'Out a meni' scandals, no change
Scandals are not a catalyst for requisite changes in governance beyond people being booted from office. It also does not (necessarily?) win elections. I doubt scandals have ever been good for anything but (1) energising political bases, (2) exposing the ineptitude of the state apparatus, and (3) getting more of us frustrated with the status quo.
Yes, we have an insatiable appetite for scandals but that's about it. Their purpose are limited by currency and largely good for political banter and jabs, especially during elections. Scandals get us awfully excited like elementary schoolchildren eagerly anticipating recess. We flare like a fuse when the allegations and/or confirmations of misappropriation of funds, malpractice, nepotism, or such 'delights' are revealed to us. But to what end? How do we the people actually benefit?
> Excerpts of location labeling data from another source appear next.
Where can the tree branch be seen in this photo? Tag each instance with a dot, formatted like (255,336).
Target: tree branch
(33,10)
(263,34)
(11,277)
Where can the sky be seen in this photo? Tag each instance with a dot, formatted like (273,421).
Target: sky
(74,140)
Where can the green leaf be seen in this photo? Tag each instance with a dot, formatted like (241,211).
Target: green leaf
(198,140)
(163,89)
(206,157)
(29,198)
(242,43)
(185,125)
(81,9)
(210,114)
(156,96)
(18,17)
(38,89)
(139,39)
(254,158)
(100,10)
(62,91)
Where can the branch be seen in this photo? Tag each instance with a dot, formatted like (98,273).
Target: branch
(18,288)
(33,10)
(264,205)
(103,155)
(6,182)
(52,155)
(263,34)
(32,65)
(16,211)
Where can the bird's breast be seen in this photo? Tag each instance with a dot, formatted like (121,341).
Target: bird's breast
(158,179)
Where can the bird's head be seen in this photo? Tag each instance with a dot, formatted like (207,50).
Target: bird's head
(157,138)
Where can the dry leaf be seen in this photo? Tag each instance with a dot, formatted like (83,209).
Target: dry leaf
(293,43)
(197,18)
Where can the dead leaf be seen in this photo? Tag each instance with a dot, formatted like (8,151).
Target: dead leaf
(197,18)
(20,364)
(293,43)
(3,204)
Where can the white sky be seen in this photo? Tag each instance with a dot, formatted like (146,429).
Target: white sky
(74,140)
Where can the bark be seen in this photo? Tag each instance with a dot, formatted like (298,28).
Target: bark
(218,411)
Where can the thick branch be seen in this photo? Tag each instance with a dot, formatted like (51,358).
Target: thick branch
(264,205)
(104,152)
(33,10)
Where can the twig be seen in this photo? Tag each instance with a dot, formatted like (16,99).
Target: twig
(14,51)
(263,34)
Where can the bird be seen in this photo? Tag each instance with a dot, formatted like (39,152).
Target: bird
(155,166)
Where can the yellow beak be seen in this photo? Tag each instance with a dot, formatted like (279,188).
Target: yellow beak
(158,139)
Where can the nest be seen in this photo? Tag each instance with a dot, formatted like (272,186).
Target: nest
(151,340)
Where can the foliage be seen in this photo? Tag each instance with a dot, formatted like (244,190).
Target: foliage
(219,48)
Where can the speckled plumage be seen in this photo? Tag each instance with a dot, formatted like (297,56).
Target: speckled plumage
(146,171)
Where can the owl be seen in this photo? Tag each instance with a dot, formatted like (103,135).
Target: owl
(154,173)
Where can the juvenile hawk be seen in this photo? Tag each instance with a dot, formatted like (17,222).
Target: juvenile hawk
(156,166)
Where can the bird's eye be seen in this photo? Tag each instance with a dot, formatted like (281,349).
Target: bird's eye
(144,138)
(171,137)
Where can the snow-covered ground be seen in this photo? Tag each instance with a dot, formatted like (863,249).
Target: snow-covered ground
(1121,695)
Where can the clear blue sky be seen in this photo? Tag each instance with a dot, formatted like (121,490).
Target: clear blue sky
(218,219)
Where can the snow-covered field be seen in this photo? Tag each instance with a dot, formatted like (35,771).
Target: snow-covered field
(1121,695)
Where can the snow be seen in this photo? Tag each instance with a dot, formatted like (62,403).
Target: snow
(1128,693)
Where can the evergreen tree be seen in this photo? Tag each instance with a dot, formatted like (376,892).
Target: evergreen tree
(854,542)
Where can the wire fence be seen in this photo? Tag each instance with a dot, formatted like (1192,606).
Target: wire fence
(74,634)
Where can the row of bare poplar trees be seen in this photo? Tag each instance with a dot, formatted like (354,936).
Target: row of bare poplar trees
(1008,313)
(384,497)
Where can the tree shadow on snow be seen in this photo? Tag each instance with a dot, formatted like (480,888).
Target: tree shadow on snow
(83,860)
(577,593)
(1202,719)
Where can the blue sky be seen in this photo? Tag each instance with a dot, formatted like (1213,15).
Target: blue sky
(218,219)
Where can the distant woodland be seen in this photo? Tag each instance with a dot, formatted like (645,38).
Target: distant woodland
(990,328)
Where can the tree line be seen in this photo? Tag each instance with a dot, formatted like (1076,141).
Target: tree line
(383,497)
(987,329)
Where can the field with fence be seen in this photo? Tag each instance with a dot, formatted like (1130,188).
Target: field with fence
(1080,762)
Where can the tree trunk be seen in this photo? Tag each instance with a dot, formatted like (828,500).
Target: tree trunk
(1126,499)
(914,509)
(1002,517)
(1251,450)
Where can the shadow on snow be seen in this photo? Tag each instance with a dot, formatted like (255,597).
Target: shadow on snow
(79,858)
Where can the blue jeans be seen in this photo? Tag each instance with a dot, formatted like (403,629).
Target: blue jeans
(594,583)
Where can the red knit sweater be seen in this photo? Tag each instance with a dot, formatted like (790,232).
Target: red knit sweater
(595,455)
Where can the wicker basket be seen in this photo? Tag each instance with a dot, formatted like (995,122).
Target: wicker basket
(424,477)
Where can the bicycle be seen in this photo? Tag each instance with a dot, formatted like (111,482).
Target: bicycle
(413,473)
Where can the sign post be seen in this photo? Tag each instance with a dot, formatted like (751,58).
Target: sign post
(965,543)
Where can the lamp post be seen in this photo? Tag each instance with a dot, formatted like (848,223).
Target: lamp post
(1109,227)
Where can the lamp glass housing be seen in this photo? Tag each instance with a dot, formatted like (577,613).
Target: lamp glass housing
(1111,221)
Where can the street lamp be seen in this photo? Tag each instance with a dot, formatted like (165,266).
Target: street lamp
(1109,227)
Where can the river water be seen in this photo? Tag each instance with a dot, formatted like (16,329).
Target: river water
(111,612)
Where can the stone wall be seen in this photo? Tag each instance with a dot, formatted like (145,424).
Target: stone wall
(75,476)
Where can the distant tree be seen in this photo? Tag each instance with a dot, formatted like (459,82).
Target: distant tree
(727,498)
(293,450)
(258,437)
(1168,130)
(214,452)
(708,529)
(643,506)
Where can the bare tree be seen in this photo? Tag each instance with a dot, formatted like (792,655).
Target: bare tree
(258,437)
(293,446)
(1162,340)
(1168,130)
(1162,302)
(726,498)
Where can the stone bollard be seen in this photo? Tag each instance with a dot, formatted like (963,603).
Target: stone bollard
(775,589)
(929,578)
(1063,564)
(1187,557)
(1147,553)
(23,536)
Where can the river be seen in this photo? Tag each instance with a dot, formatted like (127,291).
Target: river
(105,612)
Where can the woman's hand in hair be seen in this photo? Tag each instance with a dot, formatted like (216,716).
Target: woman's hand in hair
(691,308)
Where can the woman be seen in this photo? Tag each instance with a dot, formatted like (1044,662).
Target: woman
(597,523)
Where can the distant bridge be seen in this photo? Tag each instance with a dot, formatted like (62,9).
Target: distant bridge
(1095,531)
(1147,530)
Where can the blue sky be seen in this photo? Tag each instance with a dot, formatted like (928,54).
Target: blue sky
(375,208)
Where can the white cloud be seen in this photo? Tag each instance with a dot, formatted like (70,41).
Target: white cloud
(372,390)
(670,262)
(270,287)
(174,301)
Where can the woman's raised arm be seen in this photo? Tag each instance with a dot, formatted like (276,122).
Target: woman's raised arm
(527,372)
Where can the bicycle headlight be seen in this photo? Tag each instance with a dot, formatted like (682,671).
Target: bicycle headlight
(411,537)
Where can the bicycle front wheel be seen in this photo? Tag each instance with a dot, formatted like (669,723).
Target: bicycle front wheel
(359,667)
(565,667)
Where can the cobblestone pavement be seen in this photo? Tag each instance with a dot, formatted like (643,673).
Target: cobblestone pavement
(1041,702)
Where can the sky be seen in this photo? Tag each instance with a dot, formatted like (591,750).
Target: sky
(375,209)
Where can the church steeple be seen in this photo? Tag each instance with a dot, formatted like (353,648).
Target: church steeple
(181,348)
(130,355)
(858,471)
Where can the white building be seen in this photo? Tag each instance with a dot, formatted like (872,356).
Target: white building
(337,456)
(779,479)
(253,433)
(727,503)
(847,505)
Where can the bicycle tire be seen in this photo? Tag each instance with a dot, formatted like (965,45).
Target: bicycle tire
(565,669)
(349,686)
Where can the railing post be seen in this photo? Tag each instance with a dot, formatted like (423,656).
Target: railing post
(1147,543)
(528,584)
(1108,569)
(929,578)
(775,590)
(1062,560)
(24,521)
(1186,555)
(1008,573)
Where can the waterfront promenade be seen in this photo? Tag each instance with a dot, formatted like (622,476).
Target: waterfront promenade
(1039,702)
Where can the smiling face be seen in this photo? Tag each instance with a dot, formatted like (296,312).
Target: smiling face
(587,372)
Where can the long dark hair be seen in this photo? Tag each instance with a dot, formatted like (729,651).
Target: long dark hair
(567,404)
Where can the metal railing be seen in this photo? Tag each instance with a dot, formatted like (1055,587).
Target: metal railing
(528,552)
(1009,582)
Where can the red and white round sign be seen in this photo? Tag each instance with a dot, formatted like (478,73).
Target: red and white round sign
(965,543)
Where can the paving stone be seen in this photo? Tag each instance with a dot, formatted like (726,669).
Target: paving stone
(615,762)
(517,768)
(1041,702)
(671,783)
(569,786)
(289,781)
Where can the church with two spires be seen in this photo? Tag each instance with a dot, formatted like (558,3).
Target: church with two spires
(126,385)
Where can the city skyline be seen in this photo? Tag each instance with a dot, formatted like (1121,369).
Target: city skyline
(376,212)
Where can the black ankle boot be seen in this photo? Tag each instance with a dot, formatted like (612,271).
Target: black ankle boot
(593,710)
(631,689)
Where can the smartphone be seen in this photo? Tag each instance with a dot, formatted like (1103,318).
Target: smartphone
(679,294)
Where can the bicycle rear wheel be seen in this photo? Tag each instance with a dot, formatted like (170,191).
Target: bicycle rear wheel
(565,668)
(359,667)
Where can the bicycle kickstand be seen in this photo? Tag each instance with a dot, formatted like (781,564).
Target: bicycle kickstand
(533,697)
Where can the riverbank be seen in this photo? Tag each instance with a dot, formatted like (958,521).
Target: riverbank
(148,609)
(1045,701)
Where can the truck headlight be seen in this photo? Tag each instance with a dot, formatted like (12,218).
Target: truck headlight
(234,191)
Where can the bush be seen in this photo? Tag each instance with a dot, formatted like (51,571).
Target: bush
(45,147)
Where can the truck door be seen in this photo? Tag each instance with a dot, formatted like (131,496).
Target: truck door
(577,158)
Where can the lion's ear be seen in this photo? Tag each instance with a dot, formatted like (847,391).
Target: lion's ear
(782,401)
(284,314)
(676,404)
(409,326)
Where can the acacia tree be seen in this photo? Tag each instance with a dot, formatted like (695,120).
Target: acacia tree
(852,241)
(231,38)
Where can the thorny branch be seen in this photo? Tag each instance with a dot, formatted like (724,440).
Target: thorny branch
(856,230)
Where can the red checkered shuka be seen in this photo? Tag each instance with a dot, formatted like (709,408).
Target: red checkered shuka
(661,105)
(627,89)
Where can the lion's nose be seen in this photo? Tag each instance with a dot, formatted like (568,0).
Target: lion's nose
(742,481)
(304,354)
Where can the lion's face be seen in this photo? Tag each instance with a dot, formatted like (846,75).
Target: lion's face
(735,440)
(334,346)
The controversies and scandals have been innumerable. I'm not yet 30 and I've lost count of the vast number of them. Among the countless scandals are the diversion of $500 million worth of hurricane-relief zinc for poor Jamaicans to party loyals (1989); the Shell waiver on duties worth nearly $30 million (1991); $200 million paid to Netserv - a failing IT company (2001); and the corruption and mismanagement of Operation Pride Housing Project (2002). The more recent ones include Trafigura (2006), financial support to Hydel Group of Schools (2008), the celestial one-kilometre road to heaven (in Christiana), JDIP, Manatt, Phelps & Phillips, and of course, Outameni.
Two things seem common in all of this. There have always been scandals, no matter which party forms government. It's a feature of poor governance in a fair democracy. So, with each passing moment we are uncannily reminded, in the midst of the saga, by the very people who have previously been similarly accused, of the importance of transparency and accountability and how the lack thereof can make our desperate situation worse. But according to the accused, these people have no moral authority to say anything.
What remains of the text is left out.